Fishing for Tax Avoidance, Retroactively

ICYMI: the US Inflation Reduction Act increased IRS funding by nearly $80 billion, and added a veritable army of 87,000 new tax collectors.

And it’s safe to say the IRS is stepping up its crypto focus, by going after previous transactions.

The IRS issued a “John Doe” summons to SFOX, a crypto broker, this past week.

The IRS deploys this legal action when it doesn’t exactly know who it’s going after, or any other details. As a result, it needs, well, what could be described as a free-range hunting license.

Not only will the IRS go through SFOX records to verify if all cryptocurrency transactions were reported, but it will do so retroactively.

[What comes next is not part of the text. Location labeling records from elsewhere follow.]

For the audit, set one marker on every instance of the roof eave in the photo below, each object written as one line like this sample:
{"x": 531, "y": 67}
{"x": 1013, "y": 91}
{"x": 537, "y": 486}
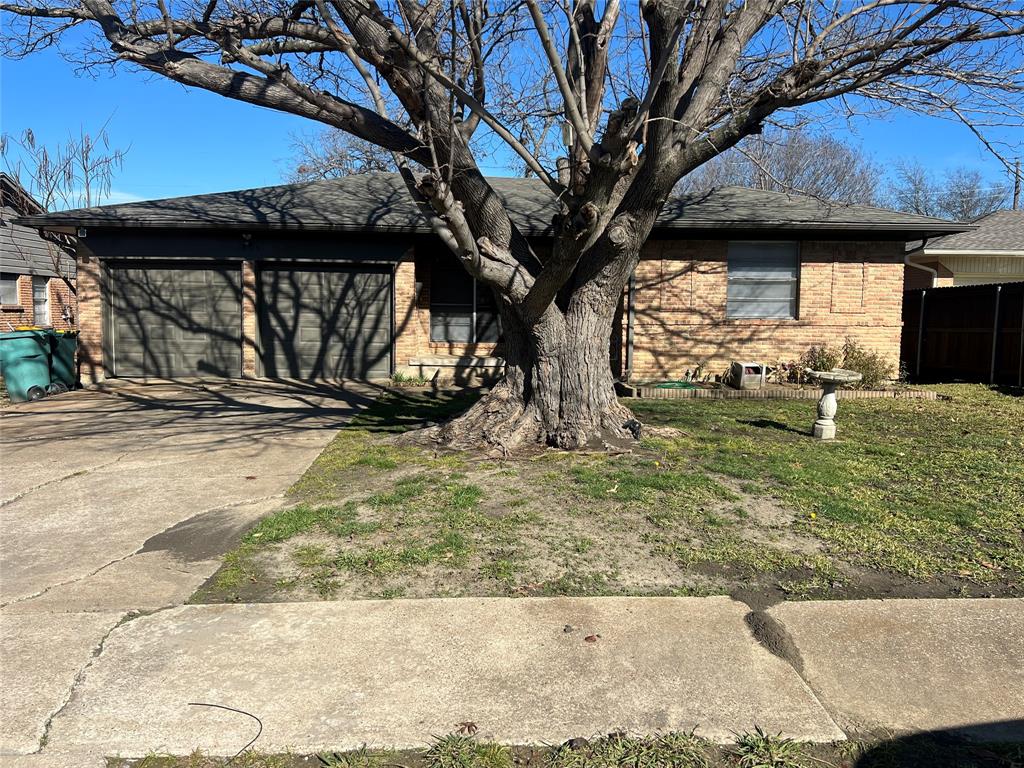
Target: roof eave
{"x": 911, "y": 229}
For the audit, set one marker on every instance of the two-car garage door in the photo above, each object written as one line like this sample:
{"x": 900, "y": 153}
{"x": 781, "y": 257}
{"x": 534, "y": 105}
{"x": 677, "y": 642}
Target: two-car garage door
{"x": 177, "y": 321}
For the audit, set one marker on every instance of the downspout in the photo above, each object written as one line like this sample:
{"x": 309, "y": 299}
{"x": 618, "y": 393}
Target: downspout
{"x": 629, "y": 327}
{"x": 933, "y": 272}
{"x": 995, "y": 335}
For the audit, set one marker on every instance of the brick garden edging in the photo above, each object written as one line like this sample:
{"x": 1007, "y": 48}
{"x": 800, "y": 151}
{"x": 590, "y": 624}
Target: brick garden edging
{"x": 782, "y": 394}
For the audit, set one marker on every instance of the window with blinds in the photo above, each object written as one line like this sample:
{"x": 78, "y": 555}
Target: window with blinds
{"x": 461, "y": 309}
{"x": 764, "y": 280}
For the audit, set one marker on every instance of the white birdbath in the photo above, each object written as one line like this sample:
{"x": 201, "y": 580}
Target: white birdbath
{"x": 824, "y": 427}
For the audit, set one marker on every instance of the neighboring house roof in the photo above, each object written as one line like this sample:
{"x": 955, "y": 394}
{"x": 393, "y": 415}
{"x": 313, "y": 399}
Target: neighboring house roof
{"x": 1001, "y": 231}
{"x": 380, "y": 202}
{"x": 23, "y": 251}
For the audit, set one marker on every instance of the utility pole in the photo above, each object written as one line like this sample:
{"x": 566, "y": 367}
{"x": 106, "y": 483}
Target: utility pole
{"x": 1017, "y": 184}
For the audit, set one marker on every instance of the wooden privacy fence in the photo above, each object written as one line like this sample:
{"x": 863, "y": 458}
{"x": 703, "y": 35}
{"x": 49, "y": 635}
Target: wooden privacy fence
{"x": 967, "y": 333}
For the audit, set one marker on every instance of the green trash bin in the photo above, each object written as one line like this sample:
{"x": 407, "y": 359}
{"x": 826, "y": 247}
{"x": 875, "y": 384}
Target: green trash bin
{"x": 62, "y": 368}
{"x": 25, "y": 359}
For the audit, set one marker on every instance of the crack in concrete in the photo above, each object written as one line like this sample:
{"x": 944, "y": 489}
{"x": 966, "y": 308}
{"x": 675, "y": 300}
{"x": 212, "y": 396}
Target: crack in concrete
{"x": 138, "y": 551}
{"x": 79, "y": 678}
{"x": 773, "y": 637}
{"x": 55, "y": 480}
{"x": 75, "y": 683}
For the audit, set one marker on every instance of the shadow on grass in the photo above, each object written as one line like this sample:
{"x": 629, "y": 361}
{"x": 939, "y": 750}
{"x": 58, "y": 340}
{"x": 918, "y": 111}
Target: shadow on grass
{"x": 998, "y": 744}
{"x": 770, "y": 424}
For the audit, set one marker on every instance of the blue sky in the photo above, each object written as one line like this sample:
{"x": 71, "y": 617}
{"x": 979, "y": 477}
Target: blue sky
{"x": 184, "y": 141}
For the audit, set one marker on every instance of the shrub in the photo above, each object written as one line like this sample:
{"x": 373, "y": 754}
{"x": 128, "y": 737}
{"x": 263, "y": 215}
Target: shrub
{"x": 820, "y": 357}
{"x": 871, "y": 366}
{"x": 852, "y": 356}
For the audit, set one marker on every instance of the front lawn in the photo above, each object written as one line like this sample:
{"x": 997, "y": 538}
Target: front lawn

“U.S. taxpayers who conducted at least the equivalent of $20,000 in transactions in cryptocurrency between 2016 and 2021 with or through SFOX.”

Previously, the IRS issued such summons to Coinbase, Kraken, and Circle. In the larger scheme of things, this is quite predictable. Just yesterday, the Korea Financial Intelligence Unit (KoFIU) placed 16 crypto exchanges on notice if they don’t register and make their customers reportable.

Tether Ups Its Audit Game

  • Tether Hires New Auditor to Publish Monthly Proof of Reserves (link)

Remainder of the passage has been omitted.